The takeaway: CAISI now sits at the top of a layered system. State-level rules add liability; CAISI adds capability assessment; TRAINS adds classified probing. None of them block a release on its own.

What’s next

Three things to watch over the next two quarters.

First, the first public CAISI delay. No major US frontier release has been visibly held by CAISI feedback. Whether that is because no model has tripped a serious finding or because labs quietly rework problem behaviors before formal evaluation is unknown. The first public friction point — a major release pushed by even a week — would reset every lab’s internal timeline assumptions.

Second, an open-weights inclusion question. CAISI’s framework was built around closed-weight frontier labs. Meta’s Llama lineage, Mistral, and emerging Chinese open-weights releases (Qwen, DeepSeek) sit outside the structure. Pressure for an open-weights addendum — possibly tied to compute thresholds rather than corporate signature — is rising inside Commerce.

Third, alignment with EU AI Act timelines. The EU’s General-Purpose AI Code of Practice obligations begin biting in August 2026. US labs operating in Europe will need a story for both regimes. CAISI evaluation reports are positioned to become a recognized substitute for parts of the EU compliance package, which would dramatically reduce duplicate red-teaming costs.

Frequently Asked Questions

Is CAISI evaluation mandatory for AI labs?

No. CAISI agreements are voluntary memoranda of understanding. Labs choose to participate. The May 5 expansion shows that all five major US frontier labs have now opted in, which makes non-participation conspicuous — but no statute requires it.

Does CAISI testing delay a model launch?

It can, but only by negotiation. CAISI does not have unilateral authority to block a release. In practice, evaluations are scheduled to fit lab launch windows, and findings get fed back so the lab can patch issues before public availability. A formal “stop ship” is contractually possible but has not happened publicly.

What does CAISI actually test for?

Three priority risk families: cybersecurity (offensive code generation, vulnerability discovery, autonomous exploitation), CBRN uplift (chemical, biological, radiological, nuclear weapon synthesis assistance), and large-scale information integrity threats (election interference, mass-scale disinformation production). The TRAINS Taskforce supplies domain experts.

Why hand over models with safeguards removed?

Because the safeguards are the easy thing to bypass. CAISI wants to know what the underlying capability is, not what the polished consumer release blocks. A jailbreak you can ship a fix for is less concerning than a capability the model fundamentally has.

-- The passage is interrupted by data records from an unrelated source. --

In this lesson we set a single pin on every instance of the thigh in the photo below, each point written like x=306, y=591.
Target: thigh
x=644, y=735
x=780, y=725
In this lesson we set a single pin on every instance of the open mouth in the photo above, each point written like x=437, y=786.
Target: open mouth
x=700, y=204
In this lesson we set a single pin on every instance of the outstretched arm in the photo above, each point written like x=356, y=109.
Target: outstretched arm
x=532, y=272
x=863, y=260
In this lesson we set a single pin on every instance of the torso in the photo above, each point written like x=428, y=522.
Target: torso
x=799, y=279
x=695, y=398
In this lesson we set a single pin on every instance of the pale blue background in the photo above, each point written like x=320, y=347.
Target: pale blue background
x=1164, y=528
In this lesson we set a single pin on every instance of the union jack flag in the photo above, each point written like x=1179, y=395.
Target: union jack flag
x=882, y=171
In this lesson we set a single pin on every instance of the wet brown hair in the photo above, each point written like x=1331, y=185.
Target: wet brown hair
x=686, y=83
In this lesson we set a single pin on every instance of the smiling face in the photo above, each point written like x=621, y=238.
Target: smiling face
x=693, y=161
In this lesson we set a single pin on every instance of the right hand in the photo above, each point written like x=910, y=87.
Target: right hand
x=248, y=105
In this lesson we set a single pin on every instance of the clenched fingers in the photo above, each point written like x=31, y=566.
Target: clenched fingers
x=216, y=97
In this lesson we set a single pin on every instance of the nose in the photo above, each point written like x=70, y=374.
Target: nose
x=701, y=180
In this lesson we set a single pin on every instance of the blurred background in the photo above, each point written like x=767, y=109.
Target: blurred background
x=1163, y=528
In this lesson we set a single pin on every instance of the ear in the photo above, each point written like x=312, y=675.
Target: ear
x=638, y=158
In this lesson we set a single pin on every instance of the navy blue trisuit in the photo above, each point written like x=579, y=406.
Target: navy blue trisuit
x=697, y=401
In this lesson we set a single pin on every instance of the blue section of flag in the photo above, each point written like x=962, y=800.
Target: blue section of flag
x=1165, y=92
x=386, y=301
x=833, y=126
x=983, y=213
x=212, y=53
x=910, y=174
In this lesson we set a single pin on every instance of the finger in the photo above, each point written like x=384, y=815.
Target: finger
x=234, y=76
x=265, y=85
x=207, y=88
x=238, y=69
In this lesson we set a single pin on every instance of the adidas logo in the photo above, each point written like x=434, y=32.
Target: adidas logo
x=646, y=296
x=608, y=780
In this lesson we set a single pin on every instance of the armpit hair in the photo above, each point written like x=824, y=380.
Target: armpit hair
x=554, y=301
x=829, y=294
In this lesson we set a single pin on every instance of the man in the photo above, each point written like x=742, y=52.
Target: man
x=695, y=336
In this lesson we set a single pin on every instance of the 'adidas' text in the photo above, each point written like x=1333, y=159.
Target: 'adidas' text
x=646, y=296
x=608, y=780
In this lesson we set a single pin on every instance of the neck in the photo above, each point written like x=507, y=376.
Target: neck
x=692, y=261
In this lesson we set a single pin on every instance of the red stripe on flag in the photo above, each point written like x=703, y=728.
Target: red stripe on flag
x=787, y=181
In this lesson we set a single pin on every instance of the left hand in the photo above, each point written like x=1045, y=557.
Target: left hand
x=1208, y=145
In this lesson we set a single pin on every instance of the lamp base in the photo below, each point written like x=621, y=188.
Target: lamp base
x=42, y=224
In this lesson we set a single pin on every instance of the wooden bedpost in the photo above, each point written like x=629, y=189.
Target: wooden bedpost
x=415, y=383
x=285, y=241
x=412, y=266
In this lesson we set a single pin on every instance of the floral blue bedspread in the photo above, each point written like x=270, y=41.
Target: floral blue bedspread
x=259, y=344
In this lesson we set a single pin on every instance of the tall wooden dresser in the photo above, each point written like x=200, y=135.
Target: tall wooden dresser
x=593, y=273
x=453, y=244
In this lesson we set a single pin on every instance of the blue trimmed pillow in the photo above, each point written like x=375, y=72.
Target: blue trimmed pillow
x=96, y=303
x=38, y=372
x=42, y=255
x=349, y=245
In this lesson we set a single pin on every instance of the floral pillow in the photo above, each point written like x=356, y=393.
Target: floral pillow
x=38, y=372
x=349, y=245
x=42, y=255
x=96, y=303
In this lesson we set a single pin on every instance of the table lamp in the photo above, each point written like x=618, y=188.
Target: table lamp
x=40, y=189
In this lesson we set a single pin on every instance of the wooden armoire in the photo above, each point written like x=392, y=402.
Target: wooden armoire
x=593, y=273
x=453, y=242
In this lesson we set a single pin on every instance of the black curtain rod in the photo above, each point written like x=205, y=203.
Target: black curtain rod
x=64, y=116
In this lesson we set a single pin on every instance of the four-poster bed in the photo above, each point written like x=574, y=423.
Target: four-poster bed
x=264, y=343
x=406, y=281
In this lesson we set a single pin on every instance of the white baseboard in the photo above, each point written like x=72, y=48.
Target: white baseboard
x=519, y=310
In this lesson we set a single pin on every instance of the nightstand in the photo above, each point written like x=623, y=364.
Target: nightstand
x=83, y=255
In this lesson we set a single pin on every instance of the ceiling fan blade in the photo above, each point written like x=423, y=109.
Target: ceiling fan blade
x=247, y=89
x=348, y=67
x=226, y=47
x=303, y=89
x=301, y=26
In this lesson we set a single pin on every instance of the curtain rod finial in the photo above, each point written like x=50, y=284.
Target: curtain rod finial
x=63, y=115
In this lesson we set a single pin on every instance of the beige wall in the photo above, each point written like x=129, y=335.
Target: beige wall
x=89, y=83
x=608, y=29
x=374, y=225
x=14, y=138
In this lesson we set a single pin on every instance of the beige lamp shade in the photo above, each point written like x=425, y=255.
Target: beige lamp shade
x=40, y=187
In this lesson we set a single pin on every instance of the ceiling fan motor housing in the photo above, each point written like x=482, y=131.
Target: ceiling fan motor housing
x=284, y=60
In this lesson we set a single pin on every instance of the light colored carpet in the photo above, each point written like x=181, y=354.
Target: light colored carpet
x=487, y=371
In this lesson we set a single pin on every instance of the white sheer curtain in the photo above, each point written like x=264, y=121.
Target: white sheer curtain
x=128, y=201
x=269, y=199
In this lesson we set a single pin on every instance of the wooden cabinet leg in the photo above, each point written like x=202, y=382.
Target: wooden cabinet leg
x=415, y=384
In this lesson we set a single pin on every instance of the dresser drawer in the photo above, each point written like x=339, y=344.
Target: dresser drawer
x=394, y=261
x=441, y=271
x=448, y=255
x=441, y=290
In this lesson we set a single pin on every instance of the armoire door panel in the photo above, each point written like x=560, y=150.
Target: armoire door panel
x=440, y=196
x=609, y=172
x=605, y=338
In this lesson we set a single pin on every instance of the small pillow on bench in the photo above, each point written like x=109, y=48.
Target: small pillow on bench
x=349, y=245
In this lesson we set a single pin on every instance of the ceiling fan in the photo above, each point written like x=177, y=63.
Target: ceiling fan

How does this compare to the UK AI Safety Institute?

The UK AISI runs a near-identical voluntary evaluation program with overlapping methodology. The expectation inside both governments is that joint or shared evaluations will increase, especially for transatlantic-deployed frontier models, and that finding-sharing will reduce duplicate red-teaming costs for the labs.

What does this mean for smaller AI startups?

Direct CAISI involvement is limited to frontier labs. Indirectly, every AI startup that builds on a Big Five API now sits downstream of these evaluations. The most useful action for a startup is to track the published findings, regression-test your own fine-tunes against them, and document model provenance for enterprise procurement.